Mart 2015 tarihli bir yazınızda “Edebiyat tarihini, ustaların ürünlerini bilmek, sadece edebiyat kültürünüzü geliştirmez. Türkiye’nin siyasal, toplumsal tarihini de size öğretir” yazıyorsunuz. Eleştiri için de geçerli mi bu? Mesela Doğan Hızlan yazılarında siyasal ve toplumsal tarihimize dair bir döküm de çıkıyor mu?
Yazdığım kitaptan, şimdi uzun yazılarımı başka bir kitapta topluyorum, orada Bedrettin Cömert’i yazıyorum, Serol Teber’i yazıyorum. Eleştirmenlerin tabii ki yazılarında hem günübirlik zevklerin ve siyasetin izleri bulunur, hem de siyasal döküm… Niye o kitabı yazmışız? Niye o kitabı değerlendirmişiz? Niye o yazarın, o kitabına eğilmişiz? Altında örülüdür, “tahtında müstetir” dedikleri şey, bunların hepsi yaşanıyor, yapılıyor. Fazıl Say’ı yazıyorsanız, Fazıl Say’ın durumunu da anlatmış oluyorsunuz çünkü. Bir edebiyatçıyı da yazıyorsanız, bunu yapıyorsunuz. Yani edebiyatta her şey belki açık değil, yazıda açık değil ama bunun içerdiği anlam, daima bir mesajı vardır…
Beri yandan, mesela kitapta Latif Demirci’nin Eyyy Siyaset kitabı üzerine yazınızda “Siyasetin, siyasetçinin yaptıkları, söyledikleri… Onlardan kaçmaya çalışsanız da. Yoruyorlar bizi. Bütün ülkeyi” diyorsunuz. Siz siyasetten kaçıyor musunuz?
Zaman zaman. (James) Joyce’un biraz var böyle tavrı, günlük siyasetten kaçıyorum. Ama günlük siyasetin yazdıklarıma, yaptıklarıma hâkim olarak zedelemesini istemiyorum. Ama tabii şöyle bir şey yaşıyorsunuz; televizyonda izliyorsunuz, bir gazetede okuyorsunuz, Muhsin Ertuğrul’un eskiye dair bir sözü var, bir arkadaşım nakletti, “İniyorum, bir dolmuşa biniyorum. Dolmuşta çok kötü bir müzik çalıyor. Evime yürürken kahvehaneden o müziği dinliyorum. Sonra evime gidiyorum, çalışırken birdenbire mırıldanmaya başlıyorum. Yani, tamamen arınmak mümkün değil.

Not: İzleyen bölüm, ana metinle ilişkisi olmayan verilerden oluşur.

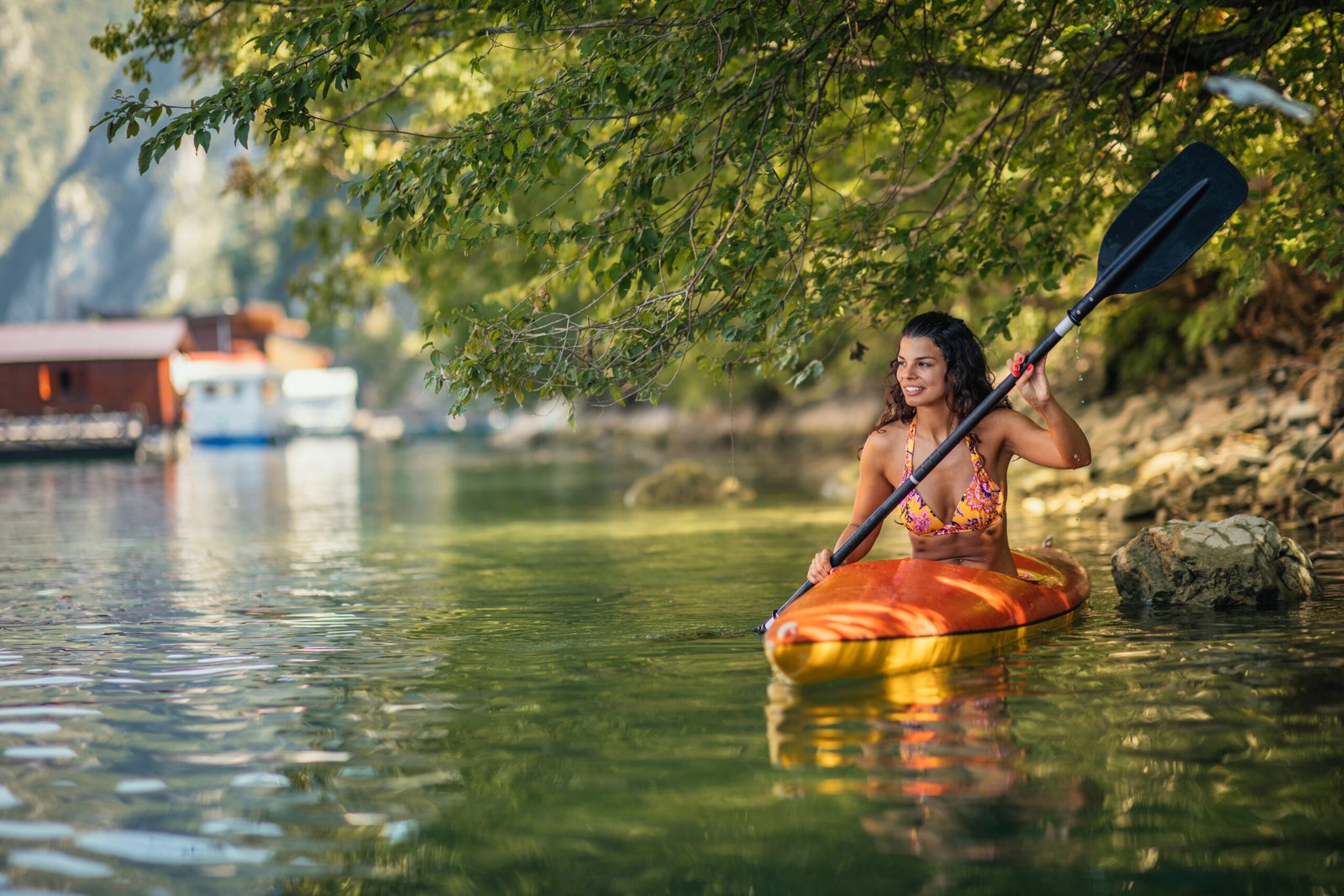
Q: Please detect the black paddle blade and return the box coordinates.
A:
[1097,143,1246,296]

Ne yaparsanız yapın… Kuvözde de yaşasanız, akvaryumda da yaşasanız, artık öyle bir dünya yok zaten. Çünkü Taksim’e gidiyorsunuz, gösterilerle karşılaşıyorsunuz; Gezi’ye uğruyorsunuz, Gezi olaylarıyla karşılaşıyorsunuz ve artık o olaylar kitaplaşıyor da… Kitaplaştığı anda hiç şüphesiz benim için bir yazınsal meşruiyet kazanıyor. O zaman da onu yazmamak sorumsuzluk…
Sennur Sezer’le bir konuşmanızda “Siyaset, sanatın özgürlüğüne müdahale ettiğinde benim alanıma girer. Özgürlüğün olmadığı bir yerde yaratıcılık, sanat olmaz” diyorsunuz. Siz, sansüre karşı yeteri kadar ses çıkardığınızı düşünüyor musunuz?

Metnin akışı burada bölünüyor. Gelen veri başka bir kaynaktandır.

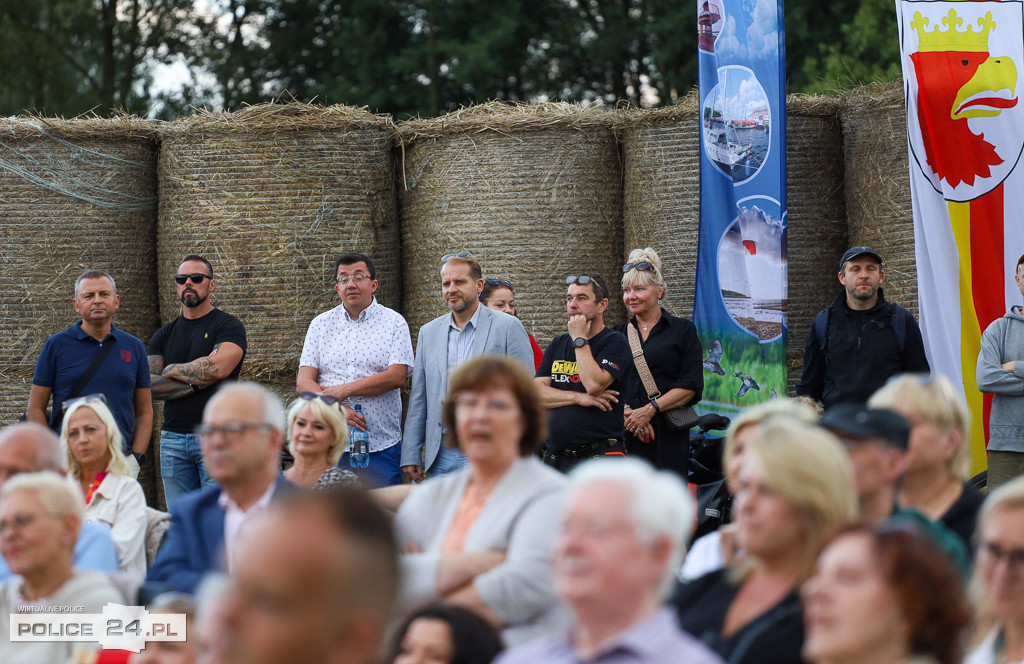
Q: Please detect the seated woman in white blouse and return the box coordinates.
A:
[60,395,146,579]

Olmaz, çok zor... Ben sansürü, sinema sansüründe yazdım. Bir kere ben, kitabın ve müziğin, sanatın yani sansürle terbiye edilmesinden yana değilim. Sanatın kendi kuralları iyi veya kötü diye tayin eder. Ama sansür hiçbir şekilde kabul edilemez. Şöyle olsun veya böyle olsun sanat gibi bir politika yürütülemez. Zaten ben kültür politikalarına karşıyım. Kültür politikası her halükârda bir anlayışın temsilcisidir. Devletin kültür politikası olmaz. Herkesin bir kültür politikası olsun, devlet de madden destekler…
Ama Haziran seçimleri öncesinde partilere İKSV’nin Kültür Politikaları Öncelikleri ve Öneriler raporunu dikkate almalarını önermiştiniz. Bugün nasıl bir kültür politikası görüyorsunuz?
Daha bir şey yok… Daha bir kültür politikası yok. Partiler zaten hepsi birbirine benzer böyle konularda. Birisi de demiyor mesela yabancılardaki gibi bir Arts Council kurulsun, bağımsız olsun. Her alandan insan olsun içinde ama gerçekten güvenilir insanlardan oluşsun…
Sansürden konuşuyorduk. 2013’te Hürriyet gazetesinde köşe yazılarının sansürlenmesinin, yazılarının kırpılmasının sizin aracılığınızla yapıldığı iddiaları ortaya atıldı ve siz konuşmadınız. Siz, gazetede sansür yaptınız mı?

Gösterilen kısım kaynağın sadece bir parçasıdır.